All male “enhancement” products

Dudes are really weird about the size of their dicks, and there’s a whole cottage industry that profits off this insecurity — and I’m not talking about the sales of F-150 pick-up trucks. “Male enhancement” pills, ointments, and unguents promise a lot, but don’t seem to actually do anything can keep them on the legal side of advertising, so these ads only imply they’ll give you a bigger, harder member, without actually saying it. They’ll just “enhance” you in some unspecified way.

iReknew Energy bracelet

The iRenew Energy Bracelet is proof that you can get a lot of mileage out of a sales pitch that’s only technically true, and a product that does nothing. The ads promise this bracelet uses “natural frequencies that promote strength and wellness” is “worn by athletes and movie stars” while peppering in other claims that don’t quite mean enough to actually be lies. The “demonstration” that sells the bracelet’s ability to help your balance actually does work, and genuinely amazes people, but it’s really a cheap carny trick that has nothing to do with the bracelet at all. This video goes into depth about the whole thing.

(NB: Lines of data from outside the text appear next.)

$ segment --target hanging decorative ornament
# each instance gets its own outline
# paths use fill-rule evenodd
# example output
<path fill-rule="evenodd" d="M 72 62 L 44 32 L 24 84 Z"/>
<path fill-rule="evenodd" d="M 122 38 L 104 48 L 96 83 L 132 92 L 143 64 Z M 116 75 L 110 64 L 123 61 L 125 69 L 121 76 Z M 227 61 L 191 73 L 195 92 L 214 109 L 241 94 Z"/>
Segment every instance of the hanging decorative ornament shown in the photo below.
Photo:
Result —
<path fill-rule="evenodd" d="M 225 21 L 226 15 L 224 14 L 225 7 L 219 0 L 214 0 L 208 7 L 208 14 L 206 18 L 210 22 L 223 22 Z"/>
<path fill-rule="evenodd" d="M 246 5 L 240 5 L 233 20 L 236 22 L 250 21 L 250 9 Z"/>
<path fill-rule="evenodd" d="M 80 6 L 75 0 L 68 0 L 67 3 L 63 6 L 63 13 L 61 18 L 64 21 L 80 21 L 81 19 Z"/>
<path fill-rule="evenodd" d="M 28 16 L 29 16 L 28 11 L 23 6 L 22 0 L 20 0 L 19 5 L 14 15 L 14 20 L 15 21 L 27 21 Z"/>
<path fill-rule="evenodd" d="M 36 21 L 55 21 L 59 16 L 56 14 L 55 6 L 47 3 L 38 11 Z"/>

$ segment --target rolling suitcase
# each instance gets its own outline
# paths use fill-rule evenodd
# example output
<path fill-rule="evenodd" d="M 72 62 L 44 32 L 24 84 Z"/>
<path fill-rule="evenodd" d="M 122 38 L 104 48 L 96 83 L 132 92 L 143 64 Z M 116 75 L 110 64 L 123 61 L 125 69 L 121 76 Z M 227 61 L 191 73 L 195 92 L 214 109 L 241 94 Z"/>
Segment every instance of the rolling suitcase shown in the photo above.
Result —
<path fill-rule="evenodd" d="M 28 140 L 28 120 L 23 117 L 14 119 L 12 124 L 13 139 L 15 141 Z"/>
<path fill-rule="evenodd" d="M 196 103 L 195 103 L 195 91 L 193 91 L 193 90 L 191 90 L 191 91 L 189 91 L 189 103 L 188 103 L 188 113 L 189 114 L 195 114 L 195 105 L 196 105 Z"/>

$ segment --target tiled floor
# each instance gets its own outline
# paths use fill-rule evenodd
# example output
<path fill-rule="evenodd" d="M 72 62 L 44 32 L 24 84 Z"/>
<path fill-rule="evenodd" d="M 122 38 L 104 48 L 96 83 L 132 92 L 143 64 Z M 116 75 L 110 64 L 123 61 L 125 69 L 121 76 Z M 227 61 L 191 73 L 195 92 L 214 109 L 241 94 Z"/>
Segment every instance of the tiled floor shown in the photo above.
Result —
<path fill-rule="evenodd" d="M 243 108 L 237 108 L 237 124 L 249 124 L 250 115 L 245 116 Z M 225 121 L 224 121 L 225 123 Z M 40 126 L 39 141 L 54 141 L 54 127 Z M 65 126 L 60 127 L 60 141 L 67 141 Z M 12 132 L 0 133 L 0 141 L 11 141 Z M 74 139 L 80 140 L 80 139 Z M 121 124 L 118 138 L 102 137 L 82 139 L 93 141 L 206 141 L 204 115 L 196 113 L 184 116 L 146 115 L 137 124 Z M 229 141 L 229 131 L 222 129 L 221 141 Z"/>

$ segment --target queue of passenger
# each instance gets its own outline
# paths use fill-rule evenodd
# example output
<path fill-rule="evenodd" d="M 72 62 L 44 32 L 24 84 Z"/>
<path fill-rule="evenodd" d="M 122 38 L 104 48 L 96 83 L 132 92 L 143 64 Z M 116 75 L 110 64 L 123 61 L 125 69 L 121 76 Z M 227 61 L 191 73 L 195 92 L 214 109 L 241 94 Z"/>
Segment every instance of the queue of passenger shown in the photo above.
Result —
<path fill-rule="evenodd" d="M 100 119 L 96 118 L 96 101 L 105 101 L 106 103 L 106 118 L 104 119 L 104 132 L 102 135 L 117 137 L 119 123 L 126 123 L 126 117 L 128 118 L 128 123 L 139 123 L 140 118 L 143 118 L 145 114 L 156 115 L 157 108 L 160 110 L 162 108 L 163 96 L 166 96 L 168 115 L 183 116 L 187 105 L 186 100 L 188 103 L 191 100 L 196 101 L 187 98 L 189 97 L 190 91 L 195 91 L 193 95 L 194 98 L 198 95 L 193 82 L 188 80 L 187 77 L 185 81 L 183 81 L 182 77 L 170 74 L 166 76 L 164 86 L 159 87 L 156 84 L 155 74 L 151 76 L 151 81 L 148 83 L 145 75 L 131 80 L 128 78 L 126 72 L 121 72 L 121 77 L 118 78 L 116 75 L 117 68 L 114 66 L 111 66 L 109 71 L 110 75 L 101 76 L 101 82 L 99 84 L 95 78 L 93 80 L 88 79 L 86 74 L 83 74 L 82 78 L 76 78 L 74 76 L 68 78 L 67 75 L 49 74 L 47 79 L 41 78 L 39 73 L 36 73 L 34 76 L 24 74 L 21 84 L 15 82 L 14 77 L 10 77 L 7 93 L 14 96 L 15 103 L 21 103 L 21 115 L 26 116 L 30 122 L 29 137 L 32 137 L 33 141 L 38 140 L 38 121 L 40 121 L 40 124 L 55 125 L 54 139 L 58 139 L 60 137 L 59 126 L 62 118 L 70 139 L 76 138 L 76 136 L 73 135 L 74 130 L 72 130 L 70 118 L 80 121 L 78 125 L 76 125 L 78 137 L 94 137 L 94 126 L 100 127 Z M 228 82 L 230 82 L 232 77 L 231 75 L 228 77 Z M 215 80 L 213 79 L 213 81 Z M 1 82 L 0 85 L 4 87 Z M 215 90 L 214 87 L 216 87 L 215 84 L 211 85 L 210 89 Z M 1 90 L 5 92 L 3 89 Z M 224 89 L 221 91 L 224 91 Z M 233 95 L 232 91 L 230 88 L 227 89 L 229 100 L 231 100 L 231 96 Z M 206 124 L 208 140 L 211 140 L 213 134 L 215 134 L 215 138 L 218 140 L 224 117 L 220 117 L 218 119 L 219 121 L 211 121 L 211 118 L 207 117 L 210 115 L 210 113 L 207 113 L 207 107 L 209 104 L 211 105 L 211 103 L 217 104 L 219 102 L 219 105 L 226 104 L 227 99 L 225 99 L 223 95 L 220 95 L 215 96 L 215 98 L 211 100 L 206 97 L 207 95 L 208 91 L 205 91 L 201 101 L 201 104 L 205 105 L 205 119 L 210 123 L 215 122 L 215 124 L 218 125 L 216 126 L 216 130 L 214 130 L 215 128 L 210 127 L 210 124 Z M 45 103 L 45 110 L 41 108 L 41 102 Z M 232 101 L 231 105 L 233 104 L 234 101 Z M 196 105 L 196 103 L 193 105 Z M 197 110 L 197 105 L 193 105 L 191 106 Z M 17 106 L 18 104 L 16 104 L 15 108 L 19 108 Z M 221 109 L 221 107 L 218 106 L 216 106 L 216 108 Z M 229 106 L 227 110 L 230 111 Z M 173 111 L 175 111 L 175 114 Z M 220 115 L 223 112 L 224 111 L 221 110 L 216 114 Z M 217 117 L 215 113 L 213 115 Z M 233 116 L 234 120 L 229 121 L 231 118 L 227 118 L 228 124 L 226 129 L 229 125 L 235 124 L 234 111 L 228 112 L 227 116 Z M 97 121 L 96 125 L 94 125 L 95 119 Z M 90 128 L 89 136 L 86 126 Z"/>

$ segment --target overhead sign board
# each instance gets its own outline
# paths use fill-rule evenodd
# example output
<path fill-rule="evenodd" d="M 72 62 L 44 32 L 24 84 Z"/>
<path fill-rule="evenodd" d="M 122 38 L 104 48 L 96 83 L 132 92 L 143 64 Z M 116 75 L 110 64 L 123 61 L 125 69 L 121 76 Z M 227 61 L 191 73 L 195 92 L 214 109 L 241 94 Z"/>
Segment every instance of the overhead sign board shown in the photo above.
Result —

Miss Cleo’s Psychic Hotline

Actress Youree Dell Harris created a character who became household-name-famous in the late ‘90s and early 2000s. Miss Cleo was on TV selling psychic services seemingly 24/7. Harris says she made only 24 cents ($0.33) a minute from her readings, while the companies behind Miss Cleo reportedly raked in a billion dollars. Eventually, the FTC slapped the company with a complaint, but it wasn’t based on the fact that psychic power isn’t real. Instead, it was due to unfair trade practices, like promising free readings that were actually quite expensive. The shady phone companies wrote off the $US500 ($694) million that they were trying to collect from users, and paid a $US5 ($7) million fine, while “Miss Cleo” returned to obscurity.

Shake Weight

There are too many weird exercise devices out there to list, so I chose the Shake Weight to represent all of them, because it’s hilarious. Like most TV workout gimmicks, it’s not that the Shake Weight doesn’t do anything; it’s that it doesn’t do enough. You would derive some muscle benefit from shaking the thing around, but it doesn’t require a full range of motion, so it’s almost definitely less effective than using a dumbell, and it definitely looks a lot more like you are…well. Sadly, there are no shortcuts to weight loss or fitness, except maybe…

Vibro-Belt

I love the Vibro Belt because it speaks to the doomed hope that makes humans both hilarious and pathetic. Who would believe that they could lose weight through jiggling their fat around? (I mean, I would, but only at 3 a.m.)

This “professional toning system” includes the Vibro Belt, the “walk it off” plan, and a nutrition guide. I can’t say for sure, but I my guess is that you’d get the same results following the nutrition and walking guides and leaving the belt at home.

Santo Gold

Santo Gold commercials were everywhere in the early ‘80s. Entrepreneur Santo Victor Rigatuso realised that buying ads in the middle of the night on pre-cable TV stations was very cheap, so he basically bought all of them and used them to sell Santo Gold. At its height, over 100 channels across the country ran his bizarre ads for cheap metal chains coated with a minuscule amount of gold, sometimes for 8 hours straight. You could buy spools of Santo Gold and sell your own jewellery. Santo didn’t care. He also had something to do with wrestling, fronted a rock band, directed Blood Circus, a seemingly lost horror film collectors are desperate to see, and (reportedly) issued “credit cards” that could only be used to buy Jewellery and refurbished furniture from Rigatuso.

A guy as awesome as Santo Gold is naturally going to have byzantine legal problems that are way too complex and awesome to go into here, but read this article. It will change your life.

Skinnies Instant Lifts

Skinnies Instant Lifts do exactly what they promise: Reshape various parts of the body instantly — but so does packing tape. That’s essentially what the product is: Expensive tape you can use to give yourself an instant arm, neck, or leg lift by taping your fat where no one can see it.

They don’t recommend this, but you could use Skinnies to pull your lower lip downward, affix your nose to one side, and otherwise deform yourself in exciting ways.